LA LISTE D’OPPOSITION PUBLIÉE PAR LE GOUVERNEMENT EST DIFFÉRENTE DE CELLE DÉPOSÉE ? – Dans ces conditions, certains candidats à la candidature sur la liste de l’opposition ont souhaité se retirer, soit pour raison financière, soit par peur. De nouveaux candidats à la candidature se sont donc inscrits sur la liste d’opposition en remplacement des défections. Mais la liste définitive a été refusée par le gouvernement, en toute illégalité semble-t-il, puisque rien n’avait été officiellement publié. Ainsi, la liste “officielle” des candidats de l’opposition, telle qu’elle figure sur le « récépissé définitif » (ADI, 24/12/2002, 20h35 GMT), n’est pas celle déposée par l’opposition. Un recours juridique a été présenté devant le Conseil constitutionnel.
À suivre.

UN NEVEU DE L’ANCIEN PRÉSIDENT INTERDIT D’ÉLECTION ? – Parmi les nouveaux venus sur la liste d’opposition, une personnalité importante se verrait donc interdite de candidature. Il s’agit de Hussein Idriss Gouled, propre neveu de Hassan Gouled Aptidon et ancien chef de section du parti de l’actuel président (RPP). Hussein Idriss Aptidon a démissionné du RPP le 11 décembre. Son assise personnelle et familiale en fait un candidat dangereux pour le pouvoir, d’où cette tentative de l’exclure de la compétition.
Il est soutenu par sa sœur, Habiba Idriss Gouled, épouse de l’ancien ministre de l’Éducation nationale, Ahmed Guirreh Waberi, qui lui-même a démissionné du RPP le 16 décembre, pour « fonder un nouveau mouvement politique ».
On note aussi une vague de démissions dans les rangs du Frud-rallié (en 1994), membre de la coalition gouvernementale.

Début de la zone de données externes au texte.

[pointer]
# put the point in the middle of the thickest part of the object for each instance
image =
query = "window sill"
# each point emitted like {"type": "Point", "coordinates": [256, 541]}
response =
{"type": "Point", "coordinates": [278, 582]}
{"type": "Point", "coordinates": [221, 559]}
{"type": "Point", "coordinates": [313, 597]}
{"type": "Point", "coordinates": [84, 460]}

RÔLE DE L’AUTORITÉ DE CONTRÔLE ? – La Commission électorale nationale indépendante (Céni), dont une des attributions était de contrôler la révision des listes électorales, n’est opérationnelle que depuis le 15 décembre, date à laquelle son secrétariat administratif a prêté serment.

RÉTENTION D'UN FORT POURCENTAGE DE CARTES ÉLECTORALES ? – De nombreux problèmes de distribution des cartes électorales ont été constatés. Elle a commencé le 15 décembre ; de nombreux élécteurs n’ont pas reçu leur carte, on leur dit d’aller voir dans un autre bureau, de revenir demain, etc. Selon M. Dini : « Le pouvoir a donné la consigne que 10 % seulement des cartes électorales soient distribuées, selon les échos réunis dans le milieu des fonctionnaires. »
D’où cette réflexion amusée de M. Dini : « Nous représentons le peuple sans cartes ; le pouvoir a les cartes sans le peuple ! »

Dans ce contexte plutôt morose, le vieux leader djiboutien se déclare « en pleine forme ». « Je suis toujours en forme quand il y a des combats à mener. »
À la question : « M. Dini, n’auriez vous pas signé l’Accord de concorde et de réforme civile (2) surtout pour faire la démonstration à la communauté internationale qu’il n’y a rien à attendre du pouvoir ? », il répond aujourd’hui : « J’ai voulu agir par la voie légale et publique, pour être en mesure de démontrer ce qui n’est pas légal. Nous agissons en ce sens en ce qui concerne les élections. Et soit nous gagnerons, soit nous ferons la démonstration que ce scrutin n’était pas démocratique. […] Djibouti est un point focal dans la lutte contre le terrorisme. La communauté internationale doit constater que la genèse terroriste trouve sa justification dans le non-droit ; nous sommes dans ce cadre à Djibouti. » – AL & CD


(1) Déclaration aux Nouvelles d’Addis, soirée du 23/12/2002, par téléphone.
(2) Accord signé entre le Frud-armé et le président djiboutien, le 12 mai 2001, à Djibouti, mettant un terme à la lutte armée.